In any case, the study of man is not the study of man himself; the most incompetent job for anyone is to give orders to others, even to saints, who will not be willing to take on this work. Finding the right person for the job is like finding a needle in the haystack, and those who covet it are even less suitable. At least the few ruled know who their masters are.

In the Middle Ages, it was wise to persuade others to become bishops on the grounds that "I don't want to be bishops." I want a king who is not very passionate about power, but who enjoys supreme power: he is obsessed with stamps, railways and horse racing, and if his vizier (whatever you want to call it) does not like the style of his pants, he has the right to let him return to his hometown, and so on.

But of course there is a fatal weakness to this—after all, in a filthy unnatural world, all good natural things possess this only fatal weakness, and that is that such a way of ruling can only be effective when the whole world is messed up in the old and inefficient way of mankind.

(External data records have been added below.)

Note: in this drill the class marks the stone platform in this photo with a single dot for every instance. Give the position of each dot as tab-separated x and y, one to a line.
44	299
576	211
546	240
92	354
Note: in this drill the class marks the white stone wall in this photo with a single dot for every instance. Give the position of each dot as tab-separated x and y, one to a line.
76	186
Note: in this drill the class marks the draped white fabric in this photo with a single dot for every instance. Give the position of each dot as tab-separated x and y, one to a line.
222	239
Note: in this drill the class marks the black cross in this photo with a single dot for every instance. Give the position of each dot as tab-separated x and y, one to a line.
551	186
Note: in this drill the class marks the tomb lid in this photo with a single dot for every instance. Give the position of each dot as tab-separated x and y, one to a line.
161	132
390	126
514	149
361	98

The quarrelsome and conceited Greeks successfully resisted the invasion of Xerxes I, but the repulsive alchemists and mechanics under Xerxes made Xerxes (and all the groups of classes modeled after ant colonies) extremely powerful, and the democracy-loving people had no resistance at all.

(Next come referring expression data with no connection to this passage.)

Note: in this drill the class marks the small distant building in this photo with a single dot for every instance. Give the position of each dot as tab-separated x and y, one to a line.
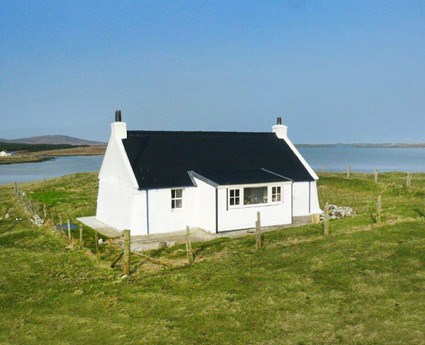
157	182
5	153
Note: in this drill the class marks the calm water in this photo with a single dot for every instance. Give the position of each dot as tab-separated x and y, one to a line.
25	172
365	159
326	159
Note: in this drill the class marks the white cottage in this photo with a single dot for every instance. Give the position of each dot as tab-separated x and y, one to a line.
5	154
157	182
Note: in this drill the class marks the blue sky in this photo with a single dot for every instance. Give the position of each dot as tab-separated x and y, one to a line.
335	71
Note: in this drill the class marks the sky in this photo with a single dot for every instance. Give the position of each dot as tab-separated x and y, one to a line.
335	71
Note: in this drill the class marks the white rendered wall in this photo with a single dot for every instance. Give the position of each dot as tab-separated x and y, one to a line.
315	207
244	217
198	209
302	192
205	206
119	198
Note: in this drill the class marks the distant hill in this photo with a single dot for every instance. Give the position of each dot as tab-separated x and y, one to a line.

We all want alexander the great to achieve, and history tells us that it was Alexander the Great's expedition that orientalized him and all his generals. The poor fool thought (or liked to make others think he was the son of Dionysus) and was killed by alcohol.

Have you read a collection of letters by Mr. Tolkien? Letter No. 52 of Tolkien

Escaping the Persian threat, Greece eventually perished, becoming a belligerent but non-belligerent Greece, talking about greece's former glory and culture while thriving on the sale of goods similar to today's pornographic postcards.

But one thing that is particularly frightening in today's world is that the whole world is damn linked, and we have nowhere to run. I suspect that even the unfortunate Samoyods had canned food in their homes, installed loudspeakers in the villages, and broadcast Stalin's bedtime stories about democracy every day, telling them that fascists were bad people who ate children and stole sled dogs.

But there's another bright spot in today's world, which is that people are increasingly enjoying blowing up factories and power stations to express their dissatisfaction. This practice is currently considered a "patriotic act" and is encouraged, and I hope it continues! But it doesn't have much effect unless it can be promoted globally.

Well, cheer up, my dear son. We were born in such a dark age at the right time. But one thing is gratifying: if it weren't, we wouldn't have understood, much less fallen in love with, everything we love today.

I think only fish that leave the water know what water is. And we are not unarmed. "I will never bow to the Iron Crown, nor will I give up the little golden scepter in my hand."

Let's use flying language, bows and arrows, and darts to deal with half-orcs — but be sure to aim before firing.